Screenizziamoci… il ruolo del logopedista nella Scuola

Ci sono parole che hanno il potere di cambiare le espressioni sui volti di chi le ascolta. Una di queste è “ Screening”.

Quotidianamente ho la fortuna di confrontarmi  con  insegnanti e genitori sull’importanza dei progetti che, insieme ad una collega, porto avanti nelle scuole;  per lo più progetti di identificazione precoce sui disturbi del linguaggio e dell’apprendimento.

Sono tutti molto entusiasti nel  sapere che a Scuola si svolgono questi tipi di progetti  ma quando durante le riunioni con i genitori viene pronunciata la parola “Screening” cala sui loro volti un misto di paura , dubbio e curiosità.
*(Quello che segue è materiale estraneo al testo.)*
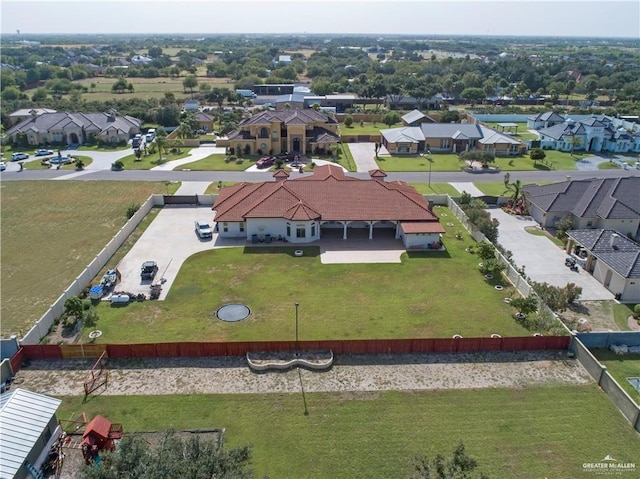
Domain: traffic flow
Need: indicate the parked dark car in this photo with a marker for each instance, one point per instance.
(148, 270)
(265, 162)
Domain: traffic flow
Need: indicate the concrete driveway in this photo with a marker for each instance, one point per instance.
(543, 261)
(364, 156)
(169, 240)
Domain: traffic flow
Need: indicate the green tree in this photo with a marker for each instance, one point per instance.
(390, 118)
(190, 82)
(460, 466)
(537, 154)
(173, 457)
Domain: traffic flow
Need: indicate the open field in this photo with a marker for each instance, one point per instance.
(145, 88)
(337, 301)
(50, 231)
(517, 433)
(621, 367)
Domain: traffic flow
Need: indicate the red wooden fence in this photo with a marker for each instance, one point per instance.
(358, 346)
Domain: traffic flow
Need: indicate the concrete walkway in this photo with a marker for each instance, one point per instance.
(543, 260)
(468, 187)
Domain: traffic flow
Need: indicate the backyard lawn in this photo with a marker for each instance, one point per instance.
(536, 432)
(621, 367)
(429, 294)
(50, 231)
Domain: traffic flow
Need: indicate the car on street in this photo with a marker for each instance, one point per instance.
(204, 229)
(148, 270)
(43, 152)
(60, 160)
(19, 156)
(265, 162)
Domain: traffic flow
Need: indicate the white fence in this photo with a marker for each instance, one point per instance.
(41, 328)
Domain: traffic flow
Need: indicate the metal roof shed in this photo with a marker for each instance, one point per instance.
(28, 428)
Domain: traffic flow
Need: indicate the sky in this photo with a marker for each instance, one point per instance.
(560, 18)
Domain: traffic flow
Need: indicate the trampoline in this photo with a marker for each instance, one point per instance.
(232, 313)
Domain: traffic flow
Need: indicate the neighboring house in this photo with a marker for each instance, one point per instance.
(141, 60)
(449, 138)
(597, 133)
(612, 203)
(326, 204)
(75, 128)
(26, 113)
(611, 258)
(544, 120)
(29, 429)
(416, 118)
(301, 132)
(191, 105)
(205, 121)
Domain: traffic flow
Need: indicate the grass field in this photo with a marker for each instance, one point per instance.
(441, 162)
(516, 433)
(50, 231)
(523, 133)
(621, 367)
(145, 88)
(338, 301)
(150, 161)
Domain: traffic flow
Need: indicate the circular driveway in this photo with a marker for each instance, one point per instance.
(543, 260)
(169, 240)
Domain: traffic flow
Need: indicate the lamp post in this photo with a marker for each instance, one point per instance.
(296, 347)
(430, 164)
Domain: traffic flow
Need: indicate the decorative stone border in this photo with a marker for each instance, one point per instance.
(261, 362)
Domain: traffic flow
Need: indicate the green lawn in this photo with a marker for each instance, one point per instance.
(621, 367)
(216, 162)
(436, 189)
(523, 133)
(429, 294)
(620, 314)
(517, 433)
(152, 160)
(441, 162)
(50, 231)
(366, 128)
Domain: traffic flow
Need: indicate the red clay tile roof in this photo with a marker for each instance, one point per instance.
(414, 227)
(327, 195)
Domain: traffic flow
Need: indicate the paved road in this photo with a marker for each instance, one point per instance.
(411, 177)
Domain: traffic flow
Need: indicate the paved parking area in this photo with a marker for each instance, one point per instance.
(169, 240)
(543, 261)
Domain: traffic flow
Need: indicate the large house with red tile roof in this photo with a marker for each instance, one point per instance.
(328, 203)
(301, 132)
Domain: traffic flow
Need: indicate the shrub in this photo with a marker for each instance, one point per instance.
(132, 209)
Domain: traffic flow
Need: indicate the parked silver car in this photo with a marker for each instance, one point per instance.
(204, 229)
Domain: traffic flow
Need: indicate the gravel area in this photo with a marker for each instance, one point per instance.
(219, 375)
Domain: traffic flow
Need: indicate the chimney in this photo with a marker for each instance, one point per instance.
(614, 241)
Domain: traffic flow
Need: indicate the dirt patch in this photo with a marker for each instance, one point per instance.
(597, 315)
(354, 373)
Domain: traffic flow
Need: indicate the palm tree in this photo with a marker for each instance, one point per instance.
(516, 200)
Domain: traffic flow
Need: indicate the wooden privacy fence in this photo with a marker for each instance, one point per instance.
(357, 346)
Questo perché siamo abituati ad associare questa parola ad un'altra che ci spaventa molto  - “ Malattia “ - e in effetti  su Wikipedia la ritroviamo, come se non bastasse, ben due volte:

 “ Screening:  termine utilizzato in medicina per indicare una strategia (protocollo) di indagini diagnostiche utilizzate per identificare una malattia in una popolazione a rischio medio di una malattia….”

Dovremmo invece abituarci ad associarla un'altra parola che sta sulle bocche di tanti e  nei fatti di pochi: “Prevenzione”.

I logopedisti impegnati nel lavoro con i bambini di varie età giocano oggi un ruolo molto più attivo di quanto accadesse nel passato nella prevenzione, nella identificazione e  nella riabilitazione delle disabilità di lettura ( Fey, Catts e Larrive, 1995; Nelson et al., 2000)

Questa novità è supportata dai numerosi studi e ricerche che hanno dimostrato  non solo che bambini che riscontravano difficoltà di lettura avevano alle spalle un disturbo del linguaggio ma anche che un deficit nella consapevolezza fonologica  influenza in maniera significativa l’esposizione iniziale al processo di lettura.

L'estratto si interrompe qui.